Let $f$ be a function on $[0,2\pi)$ satisfying $(\hat{f}(k))_{k\in \mathbb{Z}}\in l^1(\mathbb{Z}),$ where $$\hat{f}(k)=\int_0^{2\pi}f(t)e^{-ikt}dt.$$
Is it always true that $$f(x)=\sum_\mathbb{Z}\hat{f}(k)e^{ikx}, \text{ for almost every } x\in [0,2\pi)?$$
Which condition on $f$ guarantees above?
$(\hat{f}(k))_{k\in \mathbb{Z}} \in l^1(\mathbb{Z})$ implies that the Fourier series converges uniformly and absolutely to $f$ and $f$ is continuous. So am I required to assume that $f$ is continuous?
(I know there are some constant missing that normalises the transformation. Please ignore that)
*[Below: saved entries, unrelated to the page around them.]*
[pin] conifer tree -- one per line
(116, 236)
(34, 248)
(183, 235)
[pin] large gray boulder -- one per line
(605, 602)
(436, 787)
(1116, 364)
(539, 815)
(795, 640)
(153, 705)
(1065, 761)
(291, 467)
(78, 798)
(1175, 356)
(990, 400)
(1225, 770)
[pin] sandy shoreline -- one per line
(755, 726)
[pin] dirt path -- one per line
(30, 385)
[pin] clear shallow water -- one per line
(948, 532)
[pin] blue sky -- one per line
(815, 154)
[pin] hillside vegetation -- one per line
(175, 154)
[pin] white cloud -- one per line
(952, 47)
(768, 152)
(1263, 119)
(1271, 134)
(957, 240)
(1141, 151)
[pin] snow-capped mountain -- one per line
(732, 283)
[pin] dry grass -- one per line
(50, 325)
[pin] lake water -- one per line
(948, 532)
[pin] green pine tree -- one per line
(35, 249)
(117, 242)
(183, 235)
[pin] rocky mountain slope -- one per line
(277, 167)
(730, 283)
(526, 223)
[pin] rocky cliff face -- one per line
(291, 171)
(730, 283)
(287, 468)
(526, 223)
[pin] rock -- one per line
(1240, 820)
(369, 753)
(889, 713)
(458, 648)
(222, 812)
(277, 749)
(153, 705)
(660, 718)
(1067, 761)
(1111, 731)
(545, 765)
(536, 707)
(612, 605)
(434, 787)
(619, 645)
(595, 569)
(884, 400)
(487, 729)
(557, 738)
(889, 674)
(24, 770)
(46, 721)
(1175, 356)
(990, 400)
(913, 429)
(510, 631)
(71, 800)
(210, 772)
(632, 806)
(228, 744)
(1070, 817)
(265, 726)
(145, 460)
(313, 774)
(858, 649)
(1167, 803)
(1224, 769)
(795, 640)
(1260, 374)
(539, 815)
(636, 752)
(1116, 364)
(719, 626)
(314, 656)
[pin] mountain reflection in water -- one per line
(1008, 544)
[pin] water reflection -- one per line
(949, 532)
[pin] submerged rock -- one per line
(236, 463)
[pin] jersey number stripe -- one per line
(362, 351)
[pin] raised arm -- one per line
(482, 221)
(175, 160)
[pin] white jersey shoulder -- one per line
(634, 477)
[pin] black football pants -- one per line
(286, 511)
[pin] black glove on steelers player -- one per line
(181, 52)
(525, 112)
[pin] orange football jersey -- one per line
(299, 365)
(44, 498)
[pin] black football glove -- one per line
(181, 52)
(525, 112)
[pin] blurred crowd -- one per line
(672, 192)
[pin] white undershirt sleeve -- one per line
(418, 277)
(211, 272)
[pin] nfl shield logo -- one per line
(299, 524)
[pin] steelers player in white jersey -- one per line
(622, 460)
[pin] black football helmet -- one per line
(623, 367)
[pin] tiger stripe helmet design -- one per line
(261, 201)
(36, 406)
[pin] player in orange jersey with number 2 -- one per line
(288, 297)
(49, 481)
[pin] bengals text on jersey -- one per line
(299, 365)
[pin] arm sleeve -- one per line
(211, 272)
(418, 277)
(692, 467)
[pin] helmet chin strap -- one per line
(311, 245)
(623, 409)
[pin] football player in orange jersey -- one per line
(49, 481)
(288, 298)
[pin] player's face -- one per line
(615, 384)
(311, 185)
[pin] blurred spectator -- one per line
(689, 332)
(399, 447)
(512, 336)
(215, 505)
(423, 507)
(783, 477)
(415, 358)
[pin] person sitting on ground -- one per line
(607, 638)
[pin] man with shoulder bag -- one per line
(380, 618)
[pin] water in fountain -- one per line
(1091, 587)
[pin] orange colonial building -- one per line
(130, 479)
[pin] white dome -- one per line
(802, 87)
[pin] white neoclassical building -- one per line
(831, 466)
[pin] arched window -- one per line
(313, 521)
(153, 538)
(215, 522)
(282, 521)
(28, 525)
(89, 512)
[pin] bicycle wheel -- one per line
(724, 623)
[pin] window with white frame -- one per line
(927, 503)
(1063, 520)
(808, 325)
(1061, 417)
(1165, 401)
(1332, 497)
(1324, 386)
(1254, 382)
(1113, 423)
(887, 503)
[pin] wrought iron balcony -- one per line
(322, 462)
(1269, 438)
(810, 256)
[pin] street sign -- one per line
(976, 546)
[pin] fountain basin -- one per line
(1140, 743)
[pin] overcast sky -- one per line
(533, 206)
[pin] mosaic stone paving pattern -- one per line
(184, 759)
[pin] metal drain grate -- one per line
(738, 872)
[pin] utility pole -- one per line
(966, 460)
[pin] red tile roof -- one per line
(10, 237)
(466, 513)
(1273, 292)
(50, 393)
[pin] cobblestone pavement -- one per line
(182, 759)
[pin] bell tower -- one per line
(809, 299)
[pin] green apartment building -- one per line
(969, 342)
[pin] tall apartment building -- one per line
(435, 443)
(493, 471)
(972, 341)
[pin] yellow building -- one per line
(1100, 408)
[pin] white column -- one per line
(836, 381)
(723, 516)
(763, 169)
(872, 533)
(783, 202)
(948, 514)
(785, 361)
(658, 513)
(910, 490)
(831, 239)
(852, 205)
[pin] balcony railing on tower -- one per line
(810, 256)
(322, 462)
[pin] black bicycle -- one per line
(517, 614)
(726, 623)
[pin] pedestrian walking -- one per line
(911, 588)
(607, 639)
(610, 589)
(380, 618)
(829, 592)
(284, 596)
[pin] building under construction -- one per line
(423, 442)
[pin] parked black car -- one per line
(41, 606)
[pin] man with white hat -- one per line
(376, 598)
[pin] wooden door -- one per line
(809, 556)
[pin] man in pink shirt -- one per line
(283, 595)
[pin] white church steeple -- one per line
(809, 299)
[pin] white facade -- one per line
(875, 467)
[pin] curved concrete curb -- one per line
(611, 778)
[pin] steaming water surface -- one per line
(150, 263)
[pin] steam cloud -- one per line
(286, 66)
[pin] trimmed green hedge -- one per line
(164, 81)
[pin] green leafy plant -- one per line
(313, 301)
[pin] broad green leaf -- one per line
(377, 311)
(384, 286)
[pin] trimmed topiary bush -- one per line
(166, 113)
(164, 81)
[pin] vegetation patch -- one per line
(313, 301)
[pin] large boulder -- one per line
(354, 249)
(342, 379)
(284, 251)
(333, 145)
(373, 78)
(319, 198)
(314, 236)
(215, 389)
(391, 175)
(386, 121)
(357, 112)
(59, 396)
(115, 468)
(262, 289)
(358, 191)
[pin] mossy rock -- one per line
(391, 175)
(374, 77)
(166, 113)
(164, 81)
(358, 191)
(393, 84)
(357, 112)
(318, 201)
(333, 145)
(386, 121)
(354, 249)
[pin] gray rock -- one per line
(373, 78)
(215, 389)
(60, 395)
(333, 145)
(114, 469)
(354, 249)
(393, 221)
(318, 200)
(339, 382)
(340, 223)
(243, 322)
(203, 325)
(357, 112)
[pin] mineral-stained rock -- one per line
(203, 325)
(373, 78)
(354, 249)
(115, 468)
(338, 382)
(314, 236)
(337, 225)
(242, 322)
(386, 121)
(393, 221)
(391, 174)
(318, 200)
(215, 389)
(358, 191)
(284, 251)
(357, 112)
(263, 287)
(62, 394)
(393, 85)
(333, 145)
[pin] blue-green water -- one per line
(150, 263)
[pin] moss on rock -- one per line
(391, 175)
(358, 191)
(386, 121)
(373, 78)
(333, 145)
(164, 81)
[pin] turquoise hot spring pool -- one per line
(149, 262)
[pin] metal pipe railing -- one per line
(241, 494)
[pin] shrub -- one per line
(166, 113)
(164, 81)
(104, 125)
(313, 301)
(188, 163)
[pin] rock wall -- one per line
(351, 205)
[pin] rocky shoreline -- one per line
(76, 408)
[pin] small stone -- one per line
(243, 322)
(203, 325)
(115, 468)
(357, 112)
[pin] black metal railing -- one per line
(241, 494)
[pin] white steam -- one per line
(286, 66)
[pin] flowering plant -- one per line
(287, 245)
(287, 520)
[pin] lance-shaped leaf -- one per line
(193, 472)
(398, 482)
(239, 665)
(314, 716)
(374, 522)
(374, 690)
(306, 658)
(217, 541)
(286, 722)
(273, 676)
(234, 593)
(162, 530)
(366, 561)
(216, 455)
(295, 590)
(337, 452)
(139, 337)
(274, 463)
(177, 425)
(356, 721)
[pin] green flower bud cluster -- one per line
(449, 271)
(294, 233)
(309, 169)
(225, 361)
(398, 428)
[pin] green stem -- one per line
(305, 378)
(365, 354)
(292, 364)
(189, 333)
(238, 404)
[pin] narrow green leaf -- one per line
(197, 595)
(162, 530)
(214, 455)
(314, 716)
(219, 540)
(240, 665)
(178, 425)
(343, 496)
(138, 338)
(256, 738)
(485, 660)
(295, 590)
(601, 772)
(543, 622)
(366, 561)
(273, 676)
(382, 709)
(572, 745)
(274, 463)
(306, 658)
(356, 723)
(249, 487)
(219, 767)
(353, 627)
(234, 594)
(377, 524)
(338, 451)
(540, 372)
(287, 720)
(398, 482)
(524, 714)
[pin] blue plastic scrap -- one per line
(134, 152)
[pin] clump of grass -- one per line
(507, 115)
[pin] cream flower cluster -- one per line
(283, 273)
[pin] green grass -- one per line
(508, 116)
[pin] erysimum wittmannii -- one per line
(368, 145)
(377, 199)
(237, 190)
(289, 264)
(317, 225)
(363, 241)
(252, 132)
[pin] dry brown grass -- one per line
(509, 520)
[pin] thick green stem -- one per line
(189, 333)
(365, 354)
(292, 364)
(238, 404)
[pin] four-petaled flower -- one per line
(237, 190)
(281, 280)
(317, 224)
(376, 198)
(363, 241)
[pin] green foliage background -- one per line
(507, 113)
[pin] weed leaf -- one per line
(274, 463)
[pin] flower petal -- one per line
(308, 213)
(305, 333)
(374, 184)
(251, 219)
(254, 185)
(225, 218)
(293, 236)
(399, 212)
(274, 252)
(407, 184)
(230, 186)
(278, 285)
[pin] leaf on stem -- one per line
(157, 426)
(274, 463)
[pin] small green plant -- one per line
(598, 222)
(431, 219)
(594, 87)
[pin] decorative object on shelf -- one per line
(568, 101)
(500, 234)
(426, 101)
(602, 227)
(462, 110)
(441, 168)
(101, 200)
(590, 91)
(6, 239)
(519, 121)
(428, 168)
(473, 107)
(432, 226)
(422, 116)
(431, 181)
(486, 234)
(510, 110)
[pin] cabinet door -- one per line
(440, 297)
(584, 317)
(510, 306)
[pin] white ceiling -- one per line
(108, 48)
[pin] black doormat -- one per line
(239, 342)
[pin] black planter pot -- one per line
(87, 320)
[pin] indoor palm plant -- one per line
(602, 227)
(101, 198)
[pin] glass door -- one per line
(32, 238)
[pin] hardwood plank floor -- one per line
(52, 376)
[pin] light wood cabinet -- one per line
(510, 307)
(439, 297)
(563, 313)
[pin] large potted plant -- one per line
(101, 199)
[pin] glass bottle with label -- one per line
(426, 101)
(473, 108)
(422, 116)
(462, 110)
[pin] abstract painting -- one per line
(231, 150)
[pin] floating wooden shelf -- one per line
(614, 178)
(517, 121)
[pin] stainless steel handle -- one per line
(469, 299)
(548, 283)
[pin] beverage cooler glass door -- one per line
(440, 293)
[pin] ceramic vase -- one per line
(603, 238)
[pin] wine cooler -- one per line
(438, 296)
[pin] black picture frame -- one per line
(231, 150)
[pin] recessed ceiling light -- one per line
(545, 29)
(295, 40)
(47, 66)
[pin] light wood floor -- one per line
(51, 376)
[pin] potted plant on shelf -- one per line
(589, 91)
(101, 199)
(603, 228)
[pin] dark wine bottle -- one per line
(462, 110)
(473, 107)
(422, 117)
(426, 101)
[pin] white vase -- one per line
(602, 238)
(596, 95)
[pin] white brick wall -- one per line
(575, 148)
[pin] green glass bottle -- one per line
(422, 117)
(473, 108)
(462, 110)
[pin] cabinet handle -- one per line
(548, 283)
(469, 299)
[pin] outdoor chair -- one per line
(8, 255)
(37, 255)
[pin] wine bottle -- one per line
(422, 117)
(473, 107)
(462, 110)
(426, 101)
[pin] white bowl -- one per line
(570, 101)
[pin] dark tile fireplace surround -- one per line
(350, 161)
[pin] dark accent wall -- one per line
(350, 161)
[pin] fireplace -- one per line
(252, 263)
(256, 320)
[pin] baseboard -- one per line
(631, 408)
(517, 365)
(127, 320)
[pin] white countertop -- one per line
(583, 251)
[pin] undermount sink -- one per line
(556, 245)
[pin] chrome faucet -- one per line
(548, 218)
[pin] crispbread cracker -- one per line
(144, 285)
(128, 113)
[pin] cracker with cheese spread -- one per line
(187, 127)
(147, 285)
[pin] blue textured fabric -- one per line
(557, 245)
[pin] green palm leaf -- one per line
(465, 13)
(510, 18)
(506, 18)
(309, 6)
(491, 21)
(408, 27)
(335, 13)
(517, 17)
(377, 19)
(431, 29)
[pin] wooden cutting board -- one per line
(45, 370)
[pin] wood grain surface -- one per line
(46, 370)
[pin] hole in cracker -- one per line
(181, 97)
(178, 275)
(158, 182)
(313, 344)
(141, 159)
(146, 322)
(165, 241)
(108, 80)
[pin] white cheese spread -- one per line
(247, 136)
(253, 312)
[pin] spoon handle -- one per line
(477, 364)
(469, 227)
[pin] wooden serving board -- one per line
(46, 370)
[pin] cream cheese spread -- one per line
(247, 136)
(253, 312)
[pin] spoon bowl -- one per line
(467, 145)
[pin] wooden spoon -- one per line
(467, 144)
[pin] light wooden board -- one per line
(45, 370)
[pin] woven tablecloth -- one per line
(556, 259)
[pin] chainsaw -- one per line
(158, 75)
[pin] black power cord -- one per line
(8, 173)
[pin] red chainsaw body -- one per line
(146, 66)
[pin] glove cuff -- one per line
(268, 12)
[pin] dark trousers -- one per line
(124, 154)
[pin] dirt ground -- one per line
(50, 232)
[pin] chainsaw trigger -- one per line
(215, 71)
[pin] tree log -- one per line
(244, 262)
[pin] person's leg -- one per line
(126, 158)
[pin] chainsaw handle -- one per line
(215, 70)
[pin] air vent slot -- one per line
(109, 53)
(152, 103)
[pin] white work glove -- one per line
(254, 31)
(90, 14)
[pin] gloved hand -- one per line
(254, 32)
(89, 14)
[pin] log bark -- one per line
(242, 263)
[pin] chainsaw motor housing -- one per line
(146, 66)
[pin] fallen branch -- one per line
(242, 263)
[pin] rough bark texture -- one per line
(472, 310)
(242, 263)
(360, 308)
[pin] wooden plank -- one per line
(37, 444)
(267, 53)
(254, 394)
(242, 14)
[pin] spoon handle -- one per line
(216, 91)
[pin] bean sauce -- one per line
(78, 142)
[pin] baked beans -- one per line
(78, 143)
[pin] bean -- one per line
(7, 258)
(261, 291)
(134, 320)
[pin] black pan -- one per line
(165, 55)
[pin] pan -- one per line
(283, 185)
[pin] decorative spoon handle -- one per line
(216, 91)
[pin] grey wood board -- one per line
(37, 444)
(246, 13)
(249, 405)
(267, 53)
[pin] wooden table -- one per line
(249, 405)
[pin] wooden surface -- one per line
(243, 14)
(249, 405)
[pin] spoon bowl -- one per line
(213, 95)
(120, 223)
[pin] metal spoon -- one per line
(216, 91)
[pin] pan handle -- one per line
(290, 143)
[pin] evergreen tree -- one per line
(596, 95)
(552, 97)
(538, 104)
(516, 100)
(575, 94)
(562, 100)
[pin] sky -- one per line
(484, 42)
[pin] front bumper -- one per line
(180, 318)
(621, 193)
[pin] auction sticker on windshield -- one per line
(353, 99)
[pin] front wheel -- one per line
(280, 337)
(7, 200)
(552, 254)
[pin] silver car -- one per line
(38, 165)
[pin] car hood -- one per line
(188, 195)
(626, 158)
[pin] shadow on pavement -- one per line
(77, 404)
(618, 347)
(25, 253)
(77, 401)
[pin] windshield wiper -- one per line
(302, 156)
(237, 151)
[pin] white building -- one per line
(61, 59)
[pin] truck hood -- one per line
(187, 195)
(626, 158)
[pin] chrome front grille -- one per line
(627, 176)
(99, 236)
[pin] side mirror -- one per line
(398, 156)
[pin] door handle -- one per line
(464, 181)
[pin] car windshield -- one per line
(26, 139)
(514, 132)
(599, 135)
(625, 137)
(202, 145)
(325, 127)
True for any $f \in L^{1}$ with $\hat {f} \in \ell^{1}(\mathbb Z)$. Let $g(x)=\sum \hat {f} (k)e^{ikx}$. The series is uniformly convergent by M-test so $g$ is a continuous periodic function. By uniform convergence we get $\int e^{-int} g(t)dt=\sum \hat {f} (k) \int e^{i(k-n) t} dt $ which shows that $\hat {f}=\hat {g}$. Since $f$ and $g$ are integrable this implies $f=g$ a.e. and hence $f=\sum \hat {f} (k)e^{ikx}$ a.e.